Human beings are not the cause of hypoxia. The main cause is calm weather which keeps oxygenated upper waters from mixing with the cold deeps. And nitrogen is byproduct of ammonia which can come from many biological sources. We don’t know if messing with nitrogen levels is helping, hurting, natural or unnatural, or if our $51 million will have any impact at all on the Long Island Sound now or ever. The EPA says “studies of the limited historical data base for the Sound suggest that summer oxygen depletion in Western Long Island Sound has grown worse since the 1950s”. So the EPA believes the data suggests that hypoxia is worse now than it was in 1950. But there is no statistical analysis I can find that shows such improvement and maps certainly don’t show any improvement since 1991 when the EPA started collecting data. I urge all of you to look at the maps yourselves. We don’t know if hypoxia was better or worse in Long Island Sound when Columbus landed.
People in Torrington will not change the EPA, and it is possible that our efforts to slow hypoxia in the Long Island Sound are good for fish populations whether those fish populations are better or worse than they were in the year 1492. That is not the point. The point is we are about to spend $51 million on a program that has not been shown to have any impact at all and may or may not be required by the EPA. We need to see the issues clearly and answer the questions about the effectiveness of our money in reaching environmental goals.

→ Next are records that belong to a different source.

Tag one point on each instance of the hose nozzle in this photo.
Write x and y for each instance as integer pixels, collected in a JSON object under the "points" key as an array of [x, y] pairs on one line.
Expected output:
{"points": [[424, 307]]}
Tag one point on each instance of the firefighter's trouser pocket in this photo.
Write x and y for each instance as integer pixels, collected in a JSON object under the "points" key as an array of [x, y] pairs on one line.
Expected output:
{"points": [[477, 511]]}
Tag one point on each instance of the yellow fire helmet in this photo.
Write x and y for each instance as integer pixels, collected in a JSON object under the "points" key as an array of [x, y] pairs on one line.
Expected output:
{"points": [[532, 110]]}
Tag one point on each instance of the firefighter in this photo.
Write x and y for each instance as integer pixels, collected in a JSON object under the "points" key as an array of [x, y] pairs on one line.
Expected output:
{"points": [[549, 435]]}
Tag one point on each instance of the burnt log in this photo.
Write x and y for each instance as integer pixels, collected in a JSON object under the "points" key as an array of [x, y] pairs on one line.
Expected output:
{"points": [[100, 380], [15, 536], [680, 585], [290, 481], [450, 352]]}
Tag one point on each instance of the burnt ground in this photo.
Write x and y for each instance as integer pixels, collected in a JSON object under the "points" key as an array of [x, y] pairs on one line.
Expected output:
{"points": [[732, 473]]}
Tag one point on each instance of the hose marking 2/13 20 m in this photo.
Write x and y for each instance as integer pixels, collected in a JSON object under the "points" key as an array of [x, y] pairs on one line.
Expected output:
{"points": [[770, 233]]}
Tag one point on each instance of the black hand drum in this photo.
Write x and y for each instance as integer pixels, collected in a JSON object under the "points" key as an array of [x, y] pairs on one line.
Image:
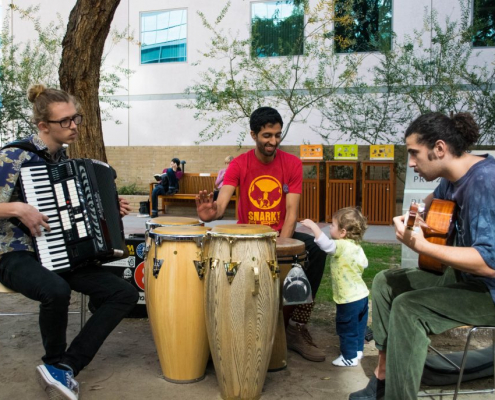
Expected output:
{"points": [[289, 252]]}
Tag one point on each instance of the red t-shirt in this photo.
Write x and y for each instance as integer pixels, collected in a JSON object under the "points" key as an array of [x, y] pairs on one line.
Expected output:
{"points": [[263, 187]]}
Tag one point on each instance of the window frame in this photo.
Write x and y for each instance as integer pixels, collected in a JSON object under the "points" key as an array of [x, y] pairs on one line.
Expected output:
{"points": [[371, 51], [472, 26], [251, 30], [141, 14]]}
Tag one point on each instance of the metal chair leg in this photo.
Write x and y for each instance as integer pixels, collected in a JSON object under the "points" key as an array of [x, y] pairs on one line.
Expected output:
{"points": [[461, 368]]}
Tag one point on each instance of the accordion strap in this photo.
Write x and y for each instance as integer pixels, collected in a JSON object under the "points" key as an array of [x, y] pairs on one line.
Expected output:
{"points": [[28, 146]]}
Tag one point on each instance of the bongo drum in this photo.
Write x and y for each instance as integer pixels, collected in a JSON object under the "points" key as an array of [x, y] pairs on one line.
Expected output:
{"points": [[174, 289], [289, 251], [241, 306]]}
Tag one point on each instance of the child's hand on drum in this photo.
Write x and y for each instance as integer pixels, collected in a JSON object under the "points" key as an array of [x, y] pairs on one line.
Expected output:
{"points": [[311, 225], [205, 206], [308, 223]]}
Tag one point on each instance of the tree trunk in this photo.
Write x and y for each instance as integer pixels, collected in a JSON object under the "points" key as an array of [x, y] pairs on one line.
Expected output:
{"points": [[79, 72]]}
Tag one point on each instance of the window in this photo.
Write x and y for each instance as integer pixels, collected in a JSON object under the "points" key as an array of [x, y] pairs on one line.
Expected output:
{"points": [[363, 25], [483, 23], [164, 36], [277, 29]]}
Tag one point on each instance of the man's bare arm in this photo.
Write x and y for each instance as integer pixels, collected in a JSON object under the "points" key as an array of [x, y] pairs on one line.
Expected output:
{"points": [[292, 209]]}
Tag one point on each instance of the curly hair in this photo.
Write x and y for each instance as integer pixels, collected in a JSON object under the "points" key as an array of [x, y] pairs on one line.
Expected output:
{"points": [[353, 221], [459, 132], [263, 116]]}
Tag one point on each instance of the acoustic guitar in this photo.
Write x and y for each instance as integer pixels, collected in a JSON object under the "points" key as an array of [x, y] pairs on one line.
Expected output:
{"points": [[436, 229]]}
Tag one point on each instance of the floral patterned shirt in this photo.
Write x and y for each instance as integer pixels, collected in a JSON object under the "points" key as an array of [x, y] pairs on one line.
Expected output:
{"points": [[11, 160]]}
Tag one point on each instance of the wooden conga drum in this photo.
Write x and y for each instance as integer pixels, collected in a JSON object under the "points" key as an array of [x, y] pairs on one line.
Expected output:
{"points": [[289, 251], [174, 288], [171, 221], [241, 305]]}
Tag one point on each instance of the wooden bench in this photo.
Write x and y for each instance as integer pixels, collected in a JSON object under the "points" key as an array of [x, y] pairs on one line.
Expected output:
{"points": [[189, 187]]}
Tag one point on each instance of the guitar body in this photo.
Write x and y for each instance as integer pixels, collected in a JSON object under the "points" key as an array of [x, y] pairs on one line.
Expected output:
{"points": [[436, 229], [438, 222]]}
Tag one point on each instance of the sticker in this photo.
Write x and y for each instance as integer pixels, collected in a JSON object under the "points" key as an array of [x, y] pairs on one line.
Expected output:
{"points": [[127, 274], [139, 276]]}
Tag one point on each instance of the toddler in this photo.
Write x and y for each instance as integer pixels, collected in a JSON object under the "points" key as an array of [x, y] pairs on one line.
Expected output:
{"points": [[350, 293]]}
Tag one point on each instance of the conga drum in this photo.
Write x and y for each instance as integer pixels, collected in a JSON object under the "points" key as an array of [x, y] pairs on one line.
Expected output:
{"points": [[166, 221], [241, 306], [289, 252], [174, 288], [171, 221]]}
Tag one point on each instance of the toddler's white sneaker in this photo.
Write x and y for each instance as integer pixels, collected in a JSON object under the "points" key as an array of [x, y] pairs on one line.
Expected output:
{"points": [[340, 361]]}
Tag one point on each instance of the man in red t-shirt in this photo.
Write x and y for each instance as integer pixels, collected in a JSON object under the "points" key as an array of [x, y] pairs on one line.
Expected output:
{"points": [[270, 185]]}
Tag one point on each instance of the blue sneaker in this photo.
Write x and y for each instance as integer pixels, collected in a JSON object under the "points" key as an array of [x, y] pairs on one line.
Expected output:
{"points": [[57, 383]]}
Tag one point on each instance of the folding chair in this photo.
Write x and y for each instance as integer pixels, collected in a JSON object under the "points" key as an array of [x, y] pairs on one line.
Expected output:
{"points": [[6, 290], [457, 391]]}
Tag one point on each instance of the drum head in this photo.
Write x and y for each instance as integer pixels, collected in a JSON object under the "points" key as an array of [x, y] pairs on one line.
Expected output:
{"points": [[289, 247], [171, 221], [180, 230], [242, 229]]}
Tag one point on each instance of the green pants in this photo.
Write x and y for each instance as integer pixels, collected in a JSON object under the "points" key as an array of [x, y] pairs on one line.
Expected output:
{"points": [[410, 304]]}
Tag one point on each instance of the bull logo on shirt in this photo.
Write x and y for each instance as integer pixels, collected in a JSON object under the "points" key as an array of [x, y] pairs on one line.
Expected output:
{"points": [[265, 192]]}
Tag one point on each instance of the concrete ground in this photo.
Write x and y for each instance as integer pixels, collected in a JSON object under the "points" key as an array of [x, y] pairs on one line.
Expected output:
{"points": [[127, 366]]}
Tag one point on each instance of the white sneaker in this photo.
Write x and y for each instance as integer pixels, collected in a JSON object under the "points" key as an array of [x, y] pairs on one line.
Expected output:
{"points": [[342, 362]]}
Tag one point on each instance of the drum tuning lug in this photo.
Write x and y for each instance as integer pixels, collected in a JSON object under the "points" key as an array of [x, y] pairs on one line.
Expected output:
{"points": [[256, 282], [157, 265], [214, 263], [273, 265], [200, 268], [231, 270]]}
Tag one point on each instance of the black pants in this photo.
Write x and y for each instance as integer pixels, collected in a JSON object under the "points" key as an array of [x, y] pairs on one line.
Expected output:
{"points": [[112, 297]]}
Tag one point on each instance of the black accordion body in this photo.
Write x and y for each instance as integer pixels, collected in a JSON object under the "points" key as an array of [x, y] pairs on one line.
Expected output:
{"points": [[81, 199]]}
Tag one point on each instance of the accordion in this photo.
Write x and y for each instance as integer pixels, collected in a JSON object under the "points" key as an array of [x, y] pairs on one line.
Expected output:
{"points": [[80, 198]]}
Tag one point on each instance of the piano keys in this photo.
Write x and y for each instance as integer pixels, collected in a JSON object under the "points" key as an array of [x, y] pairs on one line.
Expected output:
{"points": [[80, 198]]}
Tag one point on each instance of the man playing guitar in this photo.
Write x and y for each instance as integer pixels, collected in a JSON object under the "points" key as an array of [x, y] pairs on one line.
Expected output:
{"points": [[409, 304]]}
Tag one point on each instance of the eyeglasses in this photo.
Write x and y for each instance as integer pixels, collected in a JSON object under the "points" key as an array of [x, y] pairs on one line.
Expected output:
{"points": [[66, 122]]}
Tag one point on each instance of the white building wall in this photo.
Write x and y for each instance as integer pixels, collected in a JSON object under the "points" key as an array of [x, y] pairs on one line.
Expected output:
{"points": [[153, 90]]}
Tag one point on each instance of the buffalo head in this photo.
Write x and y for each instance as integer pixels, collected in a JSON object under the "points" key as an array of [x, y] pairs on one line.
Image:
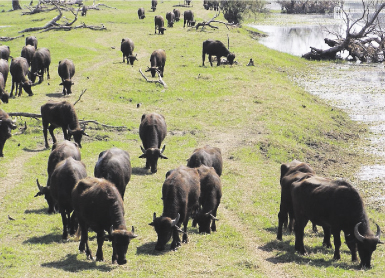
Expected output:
{"points": [[120, 240], [46, 191], [152, 155], [164, 227], [366, 245]]}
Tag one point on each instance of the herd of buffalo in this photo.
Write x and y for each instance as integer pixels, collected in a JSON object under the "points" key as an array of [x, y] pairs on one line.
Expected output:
{"points": [[192, 191]]}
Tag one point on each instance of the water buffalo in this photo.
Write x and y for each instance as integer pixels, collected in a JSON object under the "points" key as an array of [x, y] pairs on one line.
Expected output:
{"points": [[60, 151], [66, 71], [114, 165], [99, 206], [188, 17], [152, 131], [31, 40], [209, 200], [27, 53], [41, 61], [209, 156], [177, 14], [19, 69], [335, 204], [6, 125], [180, 195], [61, 114], [218, 49], [127, 48], [159, 24], [3, 95], [170, 16], [154, 3], [141, 13], [64, 178], [4, 52], [158, 61]]}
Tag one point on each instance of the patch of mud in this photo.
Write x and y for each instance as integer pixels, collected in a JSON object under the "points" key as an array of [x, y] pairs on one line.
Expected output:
{"points": [[359, 90]]}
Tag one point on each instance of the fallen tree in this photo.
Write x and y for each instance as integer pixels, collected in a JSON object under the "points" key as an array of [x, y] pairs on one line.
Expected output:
{"points": [[364, 39]]}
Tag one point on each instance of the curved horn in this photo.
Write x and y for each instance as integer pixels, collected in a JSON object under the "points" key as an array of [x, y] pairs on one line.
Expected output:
{"points": [[358, 236], [175, 221]]}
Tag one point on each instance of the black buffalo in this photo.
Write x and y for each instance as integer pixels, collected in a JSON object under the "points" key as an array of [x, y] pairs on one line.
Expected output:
{"points": [[159, 24], [335, 204], [114, 165], [99, 206], [209, 156], [177, 14], [66, 71], [209, 200], [158, 61], [127, 48], [141, 13], [152, 131], [27, 53], [170, 16], [180, 195], [41, 61], [188, 17], [6, 125], [31, 40], [60, 151], [19, 69], [61, 114], [218, 49], [64, 178], [4, 52]]}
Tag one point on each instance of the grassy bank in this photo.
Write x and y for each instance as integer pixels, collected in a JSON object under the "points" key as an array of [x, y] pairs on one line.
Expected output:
{"points": [[256, 115]]}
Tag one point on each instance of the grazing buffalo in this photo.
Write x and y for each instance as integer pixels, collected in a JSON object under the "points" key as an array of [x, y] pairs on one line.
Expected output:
{"points": [[218, 49], [19, 69], [141, 13], [188, 17], [180, 195], [99, 206], [170, 16], [209, 156], [66, 71], [159, 24], [66, 175], [209, 200], [177, 14], [60, 151], [158, 61], [41, 61], [27, 53], [61, 114], [6, 124], [4, 52], [114, 165], [31, 40], [127, 48], [152, 131], [154, 3], [3, 95], [335, 204]]}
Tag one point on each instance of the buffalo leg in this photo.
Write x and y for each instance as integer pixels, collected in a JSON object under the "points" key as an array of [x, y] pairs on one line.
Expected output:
{"points": [[337, 244], [99, 253]]}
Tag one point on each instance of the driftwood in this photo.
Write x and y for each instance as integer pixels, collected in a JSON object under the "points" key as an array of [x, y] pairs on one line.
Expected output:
{"points": [[160, 81]]}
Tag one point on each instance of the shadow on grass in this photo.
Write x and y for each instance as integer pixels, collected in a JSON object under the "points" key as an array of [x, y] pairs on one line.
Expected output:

Beside fish populations who else might benefit from this $51 million? Certainly the construction industry of the area. But what surprises me, well, not really, is the $7 million or so that goes to “technical specialists” and administration and cost saving analysis. That part of the program is what I question. Who is worth so much money to advise us to spend so much on this project without answering the questions I ask here? And don’t we have a municipal government that can administer this money without paying so much to “specialists”?
Perhaps it is so simple that I am missing it. The EPA requires BNR that may or may not reduce hypoxia in the Long Island Sound. We need to spend $51 million ($7 million or so on the professionals who advise us to do so) and that is the end of the story. If this is the issue say so clearly. If not please tell me where I am wrong. My suspicion is there is an EPA requirement that leads our government hire these specialists that cost so much money. At least that is how it works in the Connecticut DEEP, but that is the issue of a different letter.